Missouri River Relief Fleet Manager John Brady had this to say about an ice jam breakup he witnessed in the mid- 1980’s near Easley, MO. : “I watched an ice gorge that stretched way above Cooper's Landing (as far as I could see), come apart and blow away downstream one winter. After a few hours of cracks that sounded like cannons, the lower end started caving and the whole mass started downstream. I ran alongside it in my truck until almost Easley. The mass started pushing ice cakes up onto the river road so I floored the truck down and got on the blacktop hill at the Easley store. There were a bunch of people there watching the river. There was a steel-hulled houseboat pulled up into a recently made cut in the bank behind the store. The rolling ice eventually pushed the boat into some trees and bent it in half. I heard that the guy that built it upriver was heartbroken and abandoned it there. The chunks of concreted ice pushed up on shore stayed around until at least late spring.”

Here's a blog Steve wrote a long time ago that covers some of these things.

A few definitions -

Frazil - this is a type of ice formed within the water column. In the case of the Missouri river it forms when the air is very cold, like low teens/single digits for a couple days. Super cooled air mixes with turbulent water to create needles of ice (that's the frazil) that then floats to the top and collects into larger slush patties.

Pancake Ice - When ice floating on a river gets spun by the current and bounces off the banks or other ice floes to round off the edges, creating donut piles of frazil slush around the pancake.

Flow vs.

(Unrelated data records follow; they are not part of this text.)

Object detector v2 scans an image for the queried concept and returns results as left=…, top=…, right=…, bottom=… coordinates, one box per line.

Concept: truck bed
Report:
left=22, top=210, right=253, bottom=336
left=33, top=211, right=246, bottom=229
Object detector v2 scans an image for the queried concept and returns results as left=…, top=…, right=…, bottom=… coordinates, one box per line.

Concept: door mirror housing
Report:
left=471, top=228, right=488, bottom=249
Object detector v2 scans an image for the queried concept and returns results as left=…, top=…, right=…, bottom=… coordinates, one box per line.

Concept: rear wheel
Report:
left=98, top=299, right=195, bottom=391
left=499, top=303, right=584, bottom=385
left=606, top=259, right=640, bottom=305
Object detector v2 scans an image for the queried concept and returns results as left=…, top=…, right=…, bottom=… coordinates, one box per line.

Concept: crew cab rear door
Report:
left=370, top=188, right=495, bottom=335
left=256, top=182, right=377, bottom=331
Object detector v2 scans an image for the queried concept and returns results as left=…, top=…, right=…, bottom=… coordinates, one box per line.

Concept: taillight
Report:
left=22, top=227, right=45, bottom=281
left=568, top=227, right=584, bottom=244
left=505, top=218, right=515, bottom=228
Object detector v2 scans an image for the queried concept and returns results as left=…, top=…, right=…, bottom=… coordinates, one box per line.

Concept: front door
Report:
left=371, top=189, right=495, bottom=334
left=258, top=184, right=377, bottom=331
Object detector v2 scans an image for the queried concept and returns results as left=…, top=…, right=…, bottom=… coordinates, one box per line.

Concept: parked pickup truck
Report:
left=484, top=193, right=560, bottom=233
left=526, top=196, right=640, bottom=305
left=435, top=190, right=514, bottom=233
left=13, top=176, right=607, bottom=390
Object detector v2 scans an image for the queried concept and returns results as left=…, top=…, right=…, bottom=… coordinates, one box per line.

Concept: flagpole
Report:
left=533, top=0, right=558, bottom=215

Floe - Very generally, flow is a verb. Ice flows downstream. Floe is a noun meaning a floating chunk of ice. Ice floes flow downstream. Flow is also a measurement of how much volume of water moves past a point in a given measurement of time.

Ice Dam vs. Ice Jam - An ice dam would actually keep water from moving past that point and force it to go somewhere else. An ice jam in this case is formed by so much floating ice flowing down the river at once that it gets stuck in a tight bend, then begins piling up behind that spot. It doesn't completely stop the flow of water though. Water continues flowing downstream underneath the ice. In the case of the Jefferson City ice jam, the estimated flow (the measurement of flow) went from 37,000 cubic feet per second to about 17,000 cfs (a 4 foot drop) once the ice jam 1.5 miles upstream set up. That drop happened within just a few hours.